One personal example is that I had a shooter get a bit of a slide-bite that simply would not stop bleeding. He was on blood thinners and it took a lot longer and more direct pressure before things finally clotted and the bleeding stopped.
On another occasion, I had an older shooter have a hard time with the heat on the range on a surprisingly warm 80-ish degree day in late March. This one was on me . . . I was not paying as much attention as I needed to. By the time I noticed there was a problem brewing, she definitely needed a bit of down time to recover.
Evaluation of their ability to pick up the sights and get good hits may well come into play more for your older students. That said, fixing the problem is no different regardless of age. We’ve had this discussion before . . . return to the “Drive – Touch – Press” drill, watch what they do and tweak as necessary.
Mobility will definitely come into play with your older students yet what I notice is that it is typically speed that is affected. Us C.O.G.s just plain move slower. And, if you ask us to roll around on the ground, kneel and stand quickly . . . there’s a good chance many of us simply will have to take a pass. If you have students that have these problems, take the time to talk about alternatives, other ways to move to cover, to use cover.

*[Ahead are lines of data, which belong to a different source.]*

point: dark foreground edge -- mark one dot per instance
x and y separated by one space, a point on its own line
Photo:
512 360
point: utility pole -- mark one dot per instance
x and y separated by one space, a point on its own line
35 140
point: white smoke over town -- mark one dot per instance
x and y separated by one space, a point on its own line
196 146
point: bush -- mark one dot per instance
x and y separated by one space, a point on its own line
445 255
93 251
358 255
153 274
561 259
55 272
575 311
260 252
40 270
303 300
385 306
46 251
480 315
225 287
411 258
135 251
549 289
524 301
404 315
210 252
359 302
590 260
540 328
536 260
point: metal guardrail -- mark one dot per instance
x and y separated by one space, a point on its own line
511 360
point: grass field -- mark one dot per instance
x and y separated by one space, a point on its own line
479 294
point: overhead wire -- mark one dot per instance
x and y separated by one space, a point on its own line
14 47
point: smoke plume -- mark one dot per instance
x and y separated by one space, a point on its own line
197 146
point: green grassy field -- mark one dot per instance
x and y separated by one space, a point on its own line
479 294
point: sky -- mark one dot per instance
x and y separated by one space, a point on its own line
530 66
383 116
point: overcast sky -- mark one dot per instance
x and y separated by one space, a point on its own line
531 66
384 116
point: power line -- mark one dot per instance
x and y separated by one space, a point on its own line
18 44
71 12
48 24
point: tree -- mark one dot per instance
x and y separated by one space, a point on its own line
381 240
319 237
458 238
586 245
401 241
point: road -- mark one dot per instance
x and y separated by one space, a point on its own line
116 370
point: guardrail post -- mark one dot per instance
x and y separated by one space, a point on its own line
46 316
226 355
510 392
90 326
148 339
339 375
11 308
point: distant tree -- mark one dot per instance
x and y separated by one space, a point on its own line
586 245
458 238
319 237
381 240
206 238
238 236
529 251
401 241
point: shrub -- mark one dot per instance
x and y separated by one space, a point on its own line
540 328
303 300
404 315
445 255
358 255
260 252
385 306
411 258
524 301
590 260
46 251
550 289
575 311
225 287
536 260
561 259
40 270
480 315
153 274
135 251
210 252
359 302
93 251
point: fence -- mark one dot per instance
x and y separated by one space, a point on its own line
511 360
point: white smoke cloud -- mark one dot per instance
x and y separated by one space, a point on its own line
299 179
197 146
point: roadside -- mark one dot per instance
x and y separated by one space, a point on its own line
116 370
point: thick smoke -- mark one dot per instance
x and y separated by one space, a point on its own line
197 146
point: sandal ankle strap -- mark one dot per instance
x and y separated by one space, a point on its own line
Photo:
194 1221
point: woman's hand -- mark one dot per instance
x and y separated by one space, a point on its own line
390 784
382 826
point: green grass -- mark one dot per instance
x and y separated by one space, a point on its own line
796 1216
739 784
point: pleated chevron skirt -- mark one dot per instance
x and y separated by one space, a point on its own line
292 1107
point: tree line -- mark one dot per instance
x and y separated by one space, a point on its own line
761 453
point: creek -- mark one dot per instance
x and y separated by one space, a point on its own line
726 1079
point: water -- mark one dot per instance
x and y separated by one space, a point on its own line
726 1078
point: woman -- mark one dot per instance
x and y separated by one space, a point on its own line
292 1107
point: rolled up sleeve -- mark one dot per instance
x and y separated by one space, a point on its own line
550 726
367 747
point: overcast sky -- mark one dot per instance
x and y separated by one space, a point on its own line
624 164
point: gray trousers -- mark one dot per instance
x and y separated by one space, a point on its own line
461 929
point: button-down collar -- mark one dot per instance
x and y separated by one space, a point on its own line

Remember, the bottom line is rounds on the threat regardless of how fast we’re moving.
Finally, there’s the “SUPER C.O.G.” God help ya! A few years back I took a CFS course from Rob Pincus. In attendance was a “SUPER C.O.G.” who simply knew everything, had no intention of evaluating himself in any way and was not interested in trying anything new. For two whole days. Honestly, it was sad. He’d spent good money, two days’ worth of time . . . to learn . . . NOTHING!!! He didn’t even show up to the AAR session. Please . . . don’t be that guy. And, as the instructor . . . I think Rob presented a good example. You need to demand the best from the students – all of them. Rob nudged, pushed this fellow throughout the entire course. That’s all we, as instructors, can do. It is always up to the student to be open minded enough to search for value. But, in the end, it’s their decision.
Age will affect us all in one way, shape or form. It might be quick . . . or it might be a slow progression. Regardless . . . we will all walk down that road. Listen to your body, take care of it, adapt your firearms if possible to compensate . . . but bottom line . . . keep at it. Do your range trips, be the best possible shooter you can be . . . for as long as you possible can . . .
Now, where did I put that ibuprofen???